Um nó lasso
Ela passou pela catraca e se sentou do meu lado. Nunca a vira antes. Sua pele parecia destacadamente morena contra o vestido, branco com tênues detalhes florais: pequenas pétalas verdes, azuis e amarelas. A cor da roupa, à força do contraste, faria sua pele mais morena do que de fato era? Só seria possível conhecer-lhe o tom da pele vendo-a nua? Como ela seria nua?
- Garoto, ela falou. Teriam meus olhos denunciado meus pensamentos? Creio que ruborizei.
- Sim, respondi fitando, mui gravemente, seus olhos. Perguntou-me se poderia ajuda-la e, ouvindo que sim, se estivesse ao meu alcance, pediu-me que refizesse o laço de suas costas. Assumi a tarefa. Não tinha, então, qualquer familiaridade com o gesto de despir, ainda que inocentemente, uma mulher. De imediato, lembrei-me da familiar ação de atar cadarços. Percebi, com a comparação, o quanto os meus andavam ásperos, sujos e fedidos.

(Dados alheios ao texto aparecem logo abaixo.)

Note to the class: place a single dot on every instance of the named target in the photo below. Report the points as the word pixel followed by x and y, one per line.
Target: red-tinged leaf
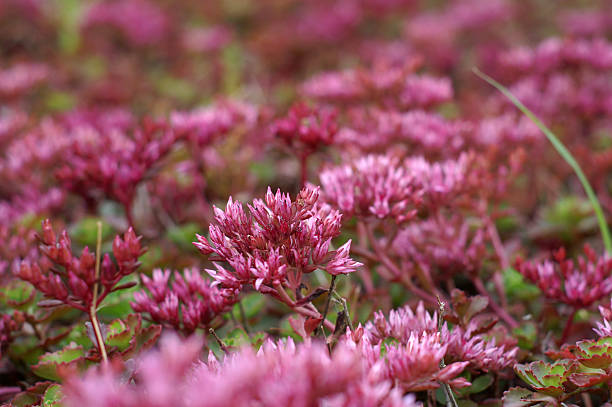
pixel 119 335
pixel 49 303
pixel 584 380
pixel 521 397
pixel 31 396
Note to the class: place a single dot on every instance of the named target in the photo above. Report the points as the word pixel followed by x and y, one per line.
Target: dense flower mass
pixel 577 284
pixel 336 199
pixel 69 279
pixel 188 303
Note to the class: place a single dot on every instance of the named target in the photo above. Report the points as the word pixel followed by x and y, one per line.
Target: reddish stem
pixel 303 170
pixel 500 311
pixel 568 326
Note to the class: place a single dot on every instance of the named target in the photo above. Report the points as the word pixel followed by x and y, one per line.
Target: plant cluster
pixel 348 203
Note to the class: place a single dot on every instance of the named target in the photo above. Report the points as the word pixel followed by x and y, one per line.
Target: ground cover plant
pixel 326 203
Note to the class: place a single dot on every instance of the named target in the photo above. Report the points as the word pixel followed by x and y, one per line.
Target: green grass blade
pixel 562 150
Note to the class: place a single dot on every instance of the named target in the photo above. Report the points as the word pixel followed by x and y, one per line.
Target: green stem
pixel 94 303
pixel 562 150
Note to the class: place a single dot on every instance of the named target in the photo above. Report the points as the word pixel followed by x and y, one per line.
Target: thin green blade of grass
pixel 562 150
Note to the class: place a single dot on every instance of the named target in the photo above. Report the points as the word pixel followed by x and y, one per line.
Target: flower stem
pixel 450 397
pixel 332 285
pixel 94 303
pixel 568 326
pixel 500 311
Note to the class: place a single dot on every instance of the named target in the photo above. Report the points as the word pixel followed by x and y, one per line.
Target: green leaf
pixel 563 151
pixel 31 396
pixel 479 384
pixel 85 231
pixel 520 397
pixel 52 396
pixel 252 304
pixel 18 294
pixel 517 287
pixel 119 335
pixel 50 364
pixel 237 338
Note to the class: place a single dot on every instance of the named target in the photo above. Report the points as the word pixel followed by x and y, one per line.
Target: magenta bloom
pixel 187 303
pixel 275 242
pixel 69 279
pixel 280 374
pixel 141 22
pixel 578 284
pixel 461 344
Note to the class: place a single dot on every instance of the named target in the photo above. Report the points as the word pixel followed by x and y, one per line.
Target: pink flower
pixel 273 240
pixel 190 302
pixel 140 21
pixel 61 276
pixel 577 284
pixel 376 186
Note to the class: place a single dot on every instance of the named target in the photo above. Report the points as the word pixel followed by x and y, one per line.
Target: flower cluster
pixel 578 284
pixel 113 163
pixel 68 279
pixel 286 374
pixel 306 129
pixel 188 303
pixel 383 186
pixel 141 22
pixel 463 344
pixel 389 87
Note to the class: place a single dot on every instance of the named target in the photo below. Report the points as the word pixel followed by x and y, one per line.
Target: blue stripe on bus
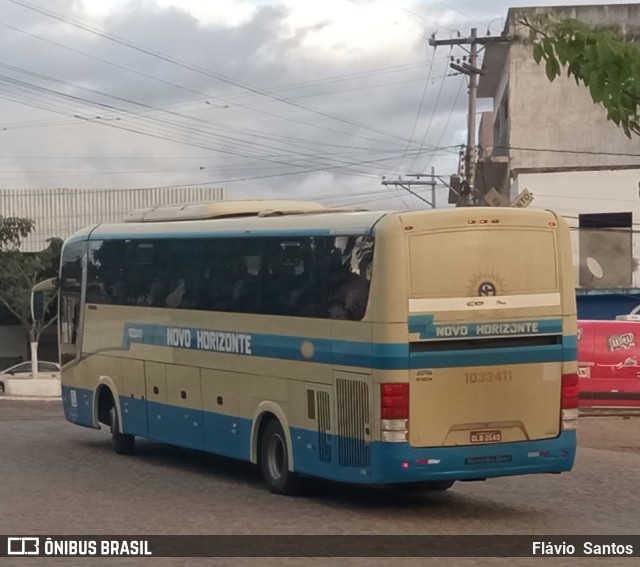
pixel 383 356
pixel 331 456
pixel 425 326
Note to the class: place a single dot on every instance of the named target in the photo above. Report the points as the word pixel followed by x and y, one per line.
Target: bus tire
pixel 123 443
pixel 274 460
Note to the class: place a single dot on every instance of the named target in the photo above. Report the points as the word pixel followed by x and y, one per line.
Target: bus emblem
pixel 486 289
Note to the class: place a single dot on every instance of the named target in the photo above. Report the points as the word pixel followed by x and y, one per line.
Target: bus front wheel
pixel 123 443
pixel 274 460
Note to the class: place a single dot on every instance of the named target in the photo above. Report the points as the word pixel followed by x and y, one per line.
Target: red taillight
pixel 569 391
pixel 395 401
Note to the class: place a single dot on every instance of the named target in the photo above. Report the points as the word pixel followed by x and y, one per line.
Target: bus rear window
pixel 456 263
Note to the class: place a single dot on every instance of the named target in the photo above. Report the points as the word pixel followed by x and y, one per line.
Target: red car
pixel 609 363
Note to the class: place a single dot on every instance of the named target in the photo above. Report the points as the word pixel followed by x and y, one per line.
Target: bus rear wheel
pixel 274 460
pixel 123 443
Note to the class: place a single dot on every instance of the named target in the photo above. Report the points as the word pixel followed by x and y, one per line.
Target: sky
pixel 268 99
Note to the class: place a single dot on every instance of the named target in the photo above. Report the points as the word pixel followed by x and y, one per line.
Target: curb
pixel 32 387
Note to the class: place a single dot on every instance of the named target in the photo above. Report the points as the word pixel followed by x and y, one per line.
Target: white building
pixel 61 212
pixel 550 138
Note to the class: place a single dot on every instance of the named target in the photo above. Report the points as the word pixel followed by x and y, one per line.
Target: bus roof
pixel 256 218
pixel 223 209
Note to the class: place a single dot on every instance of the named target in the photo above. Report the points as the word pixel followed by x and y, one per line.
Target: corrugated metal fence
pixel 61 212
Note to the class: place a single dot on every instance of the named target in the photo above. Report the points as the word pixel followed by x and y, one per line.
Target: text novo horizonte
pixel 488 329
pixel 217 341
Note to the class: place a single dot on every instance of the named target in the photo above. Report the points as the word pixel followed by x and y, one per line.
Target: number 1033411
pixel 488 376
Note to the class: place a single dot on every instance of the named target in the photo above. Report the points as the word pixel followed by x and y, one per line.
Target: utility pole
pixel 468 195
pixel 406 184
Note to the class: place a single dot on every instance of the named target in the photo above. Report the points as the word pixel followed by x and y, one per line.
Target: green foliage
pixel 597 58
pixel 19 272
pixel 12 231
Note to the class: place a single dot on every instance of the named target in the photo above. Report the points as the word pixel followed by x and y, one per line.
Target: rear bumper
pixel 399 462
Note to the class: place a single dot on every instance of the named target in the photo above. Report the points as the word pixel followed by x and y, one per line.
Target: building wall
pixel 557 121
pixel 572 193
pixel 61 212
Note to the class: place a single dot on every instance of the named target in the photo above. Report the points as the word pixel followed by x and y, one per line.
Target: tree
pixel 19 272
pixel 598 58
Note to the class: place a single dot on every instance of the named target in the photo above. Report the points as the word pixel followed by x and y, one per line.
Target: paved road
pixel 62 479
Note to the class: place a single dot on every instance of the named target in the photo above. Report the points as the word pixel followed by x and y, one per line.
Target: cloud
pixel 266 98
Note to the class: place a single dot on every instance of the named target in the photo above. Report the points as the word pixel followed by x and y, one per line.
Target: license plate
pixel 485 436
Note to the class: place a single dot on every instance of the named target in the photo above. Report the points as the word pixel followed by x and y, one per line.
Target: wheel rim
pixel 276 456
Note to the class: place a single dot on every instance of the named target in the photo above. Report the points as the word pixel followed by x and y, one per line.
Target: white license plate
pixel 485 436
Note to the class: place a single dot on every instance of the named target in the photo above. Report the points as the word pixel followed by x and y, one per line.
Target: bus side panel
pixel 78 405
pixel 133 403
pixel 225 432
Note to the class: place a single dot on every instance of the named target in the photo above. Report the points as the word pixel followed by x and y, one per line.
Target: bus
pixel 382 348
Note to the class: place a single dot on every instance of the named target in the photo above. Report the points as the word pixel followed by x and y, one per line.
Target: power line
pixel 196 69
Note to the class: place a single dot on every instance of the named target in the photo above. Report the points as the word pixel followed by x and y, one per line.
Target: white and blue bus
pixel 364 347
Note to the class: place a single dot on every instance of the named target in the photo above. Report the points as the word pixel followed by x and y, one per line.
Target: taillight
pixel 569 402
pixel 394 410
pixel 395 401
pixel 569 391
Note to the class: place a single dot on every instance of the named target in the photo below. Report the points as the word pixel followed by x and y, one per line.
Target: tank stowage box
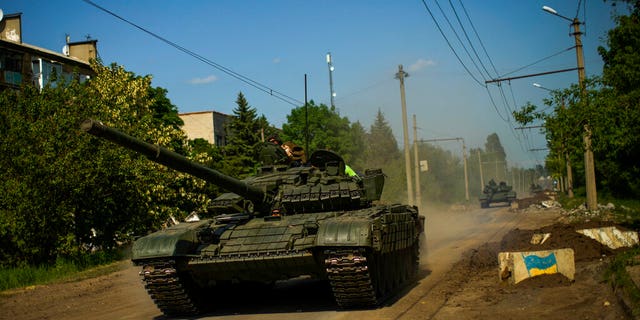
pixel 284 222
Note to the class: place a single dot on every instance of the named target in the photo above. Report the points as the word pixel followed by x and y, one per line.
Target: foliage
pixel 607 108
pixel 327 130
pixel 243 133
pixel 63 269
pixel 63 192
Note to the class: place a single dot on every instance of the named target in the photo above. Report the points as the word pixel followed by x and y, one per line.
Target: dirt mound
pixel 561 236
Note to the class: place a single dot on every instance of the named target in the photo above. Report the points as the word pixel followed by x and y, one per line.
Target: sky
pixel 264 49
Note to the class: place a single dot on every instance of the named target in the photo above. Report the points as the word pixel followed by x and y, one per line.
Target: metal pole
pixel 466 176
pixel 589 167
pixel 416 163
pixel 481 176
pixel 407 156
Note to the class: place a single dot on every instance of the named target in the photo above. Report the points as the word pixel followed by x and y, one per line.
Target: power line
pixel 449 43
pixel 469 40
pixel 255 84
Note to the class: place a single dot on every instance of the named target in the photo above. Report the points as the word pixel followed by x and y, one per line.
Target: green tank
pixel 282 223
pixel 496 193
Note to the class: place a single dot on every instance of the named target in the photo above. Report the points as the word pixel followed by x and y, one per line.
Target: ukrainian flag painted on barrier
pixel 540 265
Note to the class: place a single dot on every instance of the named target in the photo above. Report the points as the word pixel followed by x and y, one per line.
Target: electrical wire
pixel 255 84
pixel 449 44
pixel 469 41
pixel 459 40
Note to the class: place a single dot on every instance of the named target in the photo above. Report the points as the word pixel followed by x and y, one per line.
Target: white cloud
pixel 205 80
pixel 421 64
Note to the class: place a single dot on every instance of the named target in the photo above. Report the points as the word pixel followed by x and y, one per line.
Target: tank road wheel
pixel 350 278
pixel 172 291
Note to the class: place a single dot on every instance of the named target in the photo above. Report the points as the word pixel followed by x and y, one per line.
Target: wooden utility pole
pixel 416 163
pixel 407 155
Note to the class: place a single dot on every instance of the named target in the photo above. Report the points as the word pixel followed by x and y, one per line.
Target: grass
pixel 82 267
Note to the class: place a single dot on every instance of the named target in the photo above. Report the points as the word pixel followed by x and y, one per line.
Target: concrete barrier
pixel 518 266
pixel 611 237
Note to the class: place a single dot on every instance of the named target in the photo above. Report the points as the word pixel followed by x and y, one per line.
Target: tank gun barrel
pixel 174 160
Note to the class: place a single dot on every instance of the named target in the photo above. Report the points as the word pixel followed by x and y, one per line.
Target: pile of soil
pixel 562 236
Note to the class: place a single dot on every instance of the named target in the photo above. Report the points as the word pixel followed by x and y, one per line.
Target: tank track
pixel 171 291
pixel 358 279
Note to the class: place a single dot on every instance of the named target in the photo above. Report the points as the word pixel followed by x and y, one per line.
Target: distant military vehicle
pixel 496 193
pixel 282 223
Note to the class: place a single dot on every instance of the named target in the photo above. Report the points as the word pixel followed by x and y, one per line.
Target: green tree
pixel 382 147
pixel 495 158
pixel 243 133
pixel 327 130
pixel 62 191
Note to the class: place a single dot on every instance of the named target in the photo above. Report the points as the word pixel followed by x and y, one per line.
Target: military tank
pixel 284 222
pixel 496 193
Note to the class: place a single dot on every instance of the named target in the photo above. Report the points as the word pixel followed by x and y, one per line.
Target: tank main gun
pixel 176 161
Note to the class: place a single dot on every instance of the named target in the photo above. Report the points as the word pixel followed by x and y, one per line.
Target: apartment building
pixel 22 63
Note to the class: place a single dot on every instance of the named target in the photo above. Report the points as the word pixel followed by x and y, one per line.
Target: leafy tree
pixel 327 129
pixel 63 192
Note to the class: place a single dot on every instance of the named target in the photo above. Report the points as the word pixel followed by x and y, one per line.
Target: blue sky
pixel 276 43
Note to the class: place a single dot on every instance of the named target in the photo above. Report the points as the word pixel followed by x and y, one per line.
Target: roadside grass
pixel 78 268
pixel 625 212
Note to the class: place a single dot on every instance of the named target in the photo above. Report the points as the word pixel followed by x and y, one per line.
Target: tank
pixel 496 193
pixel 284 222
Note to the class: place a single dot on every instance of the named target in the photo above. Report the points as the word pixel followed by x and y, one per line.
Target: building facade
pixel 208 125
pixel 22 63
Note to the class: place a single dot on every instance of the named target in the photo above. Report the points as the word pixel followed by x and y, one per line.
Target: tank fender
pixel 178 240
pixel 344 232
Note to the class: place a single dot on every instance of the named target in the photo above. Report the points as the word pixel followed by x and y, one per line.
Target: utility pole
pixel 417 163
pixel 480 166
pixel 407 155
pixel 466 176
pixel 589 167
pixel 330 65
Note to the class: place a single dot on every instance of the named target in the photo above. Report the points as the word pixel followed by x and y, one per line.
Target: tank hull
pixel 365 255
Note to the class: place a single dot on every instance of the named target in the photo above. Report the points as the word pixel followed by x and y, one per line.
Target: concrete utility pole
pixel 481 175
pixel 589 167
pixel 416 163
pixel 407 155
pixel 466 175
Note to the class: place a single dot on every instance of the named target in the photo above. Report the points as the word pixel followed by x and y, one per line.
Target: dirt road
pixel 457 281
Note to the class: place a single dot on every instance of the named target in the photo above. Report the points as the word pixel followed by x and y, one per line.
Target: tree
pixel 327 130
pixel 495 157
pixel 244 139
pixel 382 147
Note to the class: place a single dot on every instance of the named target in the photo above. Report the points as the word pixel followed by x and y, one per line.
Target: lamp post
pixel 567 160
pixel 590 175
pixel 330 65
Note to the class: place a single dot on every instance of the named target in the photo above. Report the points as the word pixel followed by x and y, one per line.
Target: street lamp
pixel 537 85
pixel 590 175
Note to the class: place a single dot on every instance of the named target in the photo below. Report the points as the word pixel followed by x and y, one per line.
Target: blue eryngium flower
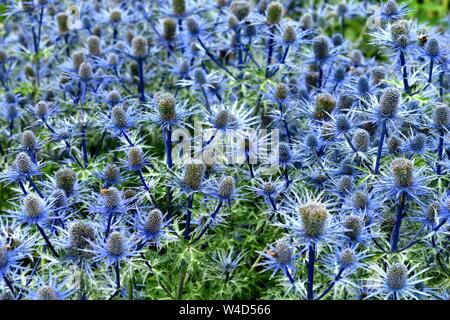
pixel 117 247
pixel 398 281
pixel 403 178
pixel 152 227
pixel 279 257
pixel 51 290
pixel 21 169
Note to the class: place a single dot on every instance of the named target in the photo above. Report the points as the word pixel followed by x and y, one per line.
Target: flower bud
pixel 403 172
pixel 240 9
pixel 62 21
pixel 320 48
pixel 116 244
pixel 314 217
pixel 389 102
pixel 274 13
pixel 361 140
pixel 226 188
pixel 193 175
pixel 140 47
pixel 66 180
pixel 396 276
pixel 169 29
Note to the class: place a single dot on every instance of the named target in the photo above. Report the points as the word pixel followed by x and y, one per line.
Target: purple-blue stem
pixel 9 284
pixel 404 71
pixel 430 74
pixel 208 106
pixel 310 284
pixel 440 152
pixel 139 172
pixel 270 49
pixel 35 187
pixel 288 274
pixel 380 147
pixel 167 137
pixel 332 284
pixel 211 220
pixel 398 221
pixel 140 63
pixel 188 216
pixel 47 241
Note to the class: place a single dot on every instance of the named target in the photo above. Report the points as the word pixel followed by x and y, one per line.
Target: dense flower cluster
pixel 343 193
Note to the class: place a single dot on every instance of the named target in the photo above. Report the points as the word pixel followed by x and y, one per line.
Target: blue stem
pixel 404 71
pixel 188 216
pixel 398 221
pixel 440 152
pixel 380 147
pixel 310 284
pixel 140 63
pixel 213 217
pixel 270 53
pixel 47 241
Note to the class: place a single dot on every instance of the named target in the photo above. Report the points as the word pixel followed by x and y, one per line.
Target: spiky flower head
pixel 226 188
pixel 345 184
pixel 389 102
pixel 325 104
pixel 119 117
pixel 240 9
pixel 314 217
pixel 111 174
pixel 306 21
pixel 400 33
pixel 113 97
pixel 135 158
pixel 116 246
pixel 115 16
pixel 337 39
pixel 289 34
pixel 66 180
pixel 23 163
pixel 339 74
pixel 394 144
pixel 432 48
pixel 85 71
pixel 441 116
pixel 361 140
pixel 3 56
pixel 140 47
pixel 274 13
pixel 94 46
pixel 42 109
pixel 342 123
pixel 320 48
pixel 396 276
pixel 33 206
pixel 179 7
pixel 377 74
pixel 193 175
pixel 29 141
pixel 403 172
pixel 282 253
pixel 166 106
pixel 169 29
pixel 77 59
pixel 154 221
pixel 353 226
pixel 62 21
pixel 58 199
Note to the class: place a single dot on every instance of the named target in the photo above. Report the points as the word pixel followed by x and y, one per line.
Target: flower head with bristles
pixel 152 227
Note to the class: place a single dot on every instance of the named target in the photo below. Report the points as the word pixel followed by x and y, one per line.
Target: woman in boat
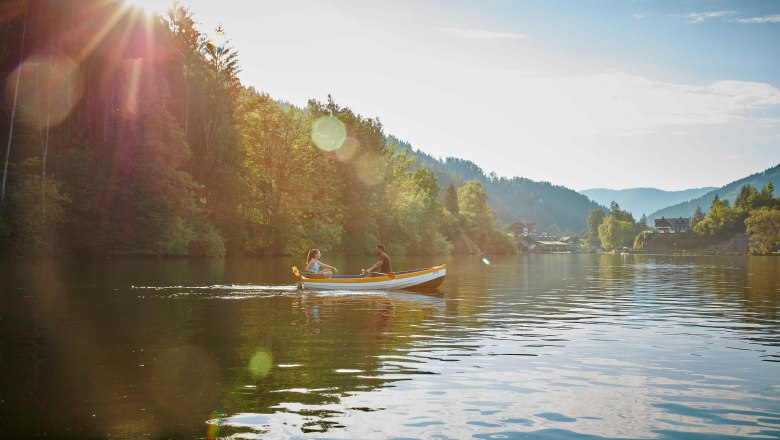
pixel 315 266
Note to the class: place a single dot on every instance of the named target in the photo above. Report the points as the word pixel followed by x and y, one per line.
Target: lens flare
pixel 328 133
pixel 260 364
pixel 49 89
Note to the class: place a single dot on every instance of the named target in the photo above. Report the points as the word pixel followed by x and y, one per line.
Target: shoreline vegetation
pixel 138 140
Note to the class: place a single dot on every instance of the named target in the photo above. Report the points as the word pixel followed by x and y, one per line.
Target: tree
pixel 698 216
pixel 641 225
pixel 451 199
pixel 763 229
pixel 615 233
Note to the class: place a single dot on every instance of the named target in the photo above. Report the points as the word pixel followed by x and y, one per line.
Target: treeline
pixel 755 213
pixel 730 191
pixel 134 136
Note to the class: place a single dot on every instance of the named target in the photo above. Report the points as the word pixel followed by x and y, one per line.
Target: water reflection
pixel 558 346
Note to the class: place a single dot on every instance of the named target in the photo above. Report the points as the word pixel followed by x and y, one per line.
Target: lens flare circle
pixel 328 133
pixel 49 89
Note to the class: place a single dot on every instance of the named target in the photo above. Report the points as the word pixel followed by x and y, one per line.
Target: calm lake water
pixel 546 346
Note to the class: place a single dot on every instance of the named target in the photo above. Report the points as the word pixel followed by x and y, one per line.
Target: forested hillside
pixel 132 135
pixel 640 201
pixel 516 198
pixel 726 192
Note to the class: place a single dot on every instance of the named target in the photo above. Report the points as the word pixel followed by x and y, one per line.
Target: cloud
pixel 698 17
pixel 619 104
pixel 481 34
pixel 765 19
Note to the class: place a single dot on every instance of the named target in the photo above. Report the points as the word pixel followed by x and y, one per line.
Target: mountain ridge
pixel 643 200
pixel 728 192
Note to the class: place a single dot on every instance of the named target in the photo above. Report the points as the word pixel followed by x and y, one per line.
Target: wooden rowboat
pixel 417 279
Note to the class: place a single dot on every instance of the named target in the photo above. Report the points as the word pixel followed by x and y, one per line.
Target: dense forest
pixel 754 218
pixel 132 135
pixel 730 192
pixel 640 201
pixel 515 198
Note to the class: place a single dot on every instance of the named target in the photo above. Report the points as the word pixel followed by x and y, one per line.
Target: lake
pixel 531 346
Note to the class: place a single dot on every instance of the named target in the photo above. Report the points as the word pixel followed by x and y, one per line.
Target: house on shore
pixel 672 225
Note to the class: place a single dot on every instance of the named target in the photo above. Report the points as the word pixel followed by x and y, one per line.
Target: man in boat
pixel 382 266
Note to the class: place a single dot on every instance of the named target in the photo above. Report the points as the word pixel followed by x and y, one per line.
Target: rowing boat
pixel 417 279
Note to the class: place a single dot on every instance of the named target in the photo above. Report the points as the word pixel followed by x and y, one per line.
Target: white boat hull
pixel 421 279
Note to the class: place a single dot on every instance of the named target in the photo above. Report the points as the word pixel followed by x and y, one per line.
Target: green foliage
pixel 642 239
pixel 763 229
pixel 595 219
pixel 170 155
pixel 32 227
pixel 730 192
pixel 451 199
pixel 698 216
pixel 516 198
pixel 615 233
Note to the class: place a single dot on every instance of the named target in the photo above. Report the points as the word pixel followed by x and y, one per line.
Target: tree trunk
pixel 13 107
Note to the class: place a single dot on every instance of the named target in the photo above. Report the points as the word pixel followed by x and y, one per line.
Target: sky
pixel 603 93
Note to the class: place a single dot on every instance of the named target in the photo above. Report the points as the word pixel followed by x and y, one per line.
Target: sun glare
pixel 151 6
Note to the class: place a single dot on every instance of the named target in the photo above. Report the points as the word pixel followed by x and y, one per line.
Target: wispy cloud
pixel 765 19
pixel 698 17
pixel 482 34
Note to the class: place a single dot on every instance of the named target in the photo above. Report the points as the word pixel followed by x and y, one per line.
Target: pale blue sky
pixel 611 93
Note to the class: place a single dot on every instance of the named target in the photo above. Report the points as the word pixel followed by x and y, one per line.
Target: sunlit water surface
pixel 549 346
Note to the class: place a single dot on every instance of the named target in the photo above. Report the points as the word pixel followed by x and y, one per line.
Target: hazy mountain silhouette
pixel 516 198
pixel 640 201
pixel 728 192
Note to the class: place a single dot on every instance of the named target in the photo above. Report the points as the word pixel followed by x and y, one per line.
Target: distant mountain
pixel 516 198
pixel 640 201
pixel 728 192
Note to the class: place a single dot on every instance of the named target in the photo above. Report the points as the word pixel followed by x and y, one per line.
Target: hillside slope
pixel 516 198
pixel 728 192
pixel 640 201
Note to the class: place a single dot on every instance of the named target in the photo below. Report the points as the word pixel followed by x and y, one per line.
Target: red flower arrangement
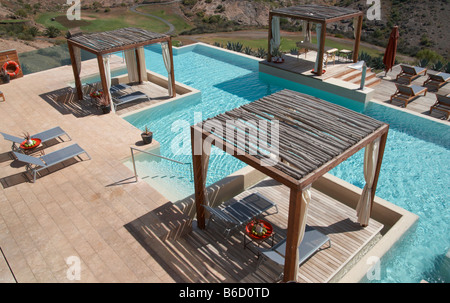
pixel 96 94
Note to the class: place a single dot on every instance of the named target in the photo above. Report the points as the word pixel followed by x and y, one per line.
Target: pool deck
pixel 91 208
pixel 420 105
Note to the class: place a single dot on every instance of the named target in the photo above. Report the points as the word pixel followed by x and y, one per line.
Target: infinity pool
pixel 415 172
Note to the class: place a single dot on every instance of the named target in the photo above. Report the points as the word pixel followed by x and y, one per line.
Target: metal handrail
pixel 159 156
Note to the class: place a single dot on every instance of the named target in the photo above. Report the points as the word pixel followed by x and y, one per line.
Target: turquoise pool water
pixel 415 172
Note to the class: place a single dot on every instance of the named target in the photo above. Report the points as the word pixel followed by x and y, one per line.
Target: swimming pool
pixel 415 174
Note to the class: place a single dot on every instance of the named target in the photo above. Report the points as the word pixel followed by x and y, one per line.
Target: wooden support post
pixel 172 70
pixel 138 65
pixel 323 33
pixel 76 72
pixel 358 29
pixel 383 140
pixel 295 222
pixel 269 52
pixel 101 67
pixel 200 167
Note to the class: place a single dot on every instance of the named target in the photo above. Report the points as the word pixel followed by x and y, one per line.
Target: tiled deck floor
pixel 87 208
pixel 420 104
pixel 79 210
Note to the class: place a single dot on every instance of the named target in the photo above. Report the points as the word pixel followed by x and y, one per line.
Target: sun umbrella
pixel 391 50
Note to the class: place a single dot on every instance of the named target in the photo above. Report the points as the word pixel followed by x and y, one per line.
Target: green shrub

-Tá bom assim? – Pode apertar mais. – Prontinho. – Obrigada!
Nada mais falamos.
Ela saltou antes de mim. Não voltaria a vê-la.
No ônibus, rememorei, três vezes e depois mais três, nosso breve encontro. Esforcei-me para guardar, em especial, cada detalhe daquele instante, daquela eternidade em que suas costas estiveram nuas.
Na escola, tão logo tive a oportunidade, virei-me para o João Vitor e, triunfante, joguei-lhe na cara:
-Você já viu uma mulher nua? Eu já!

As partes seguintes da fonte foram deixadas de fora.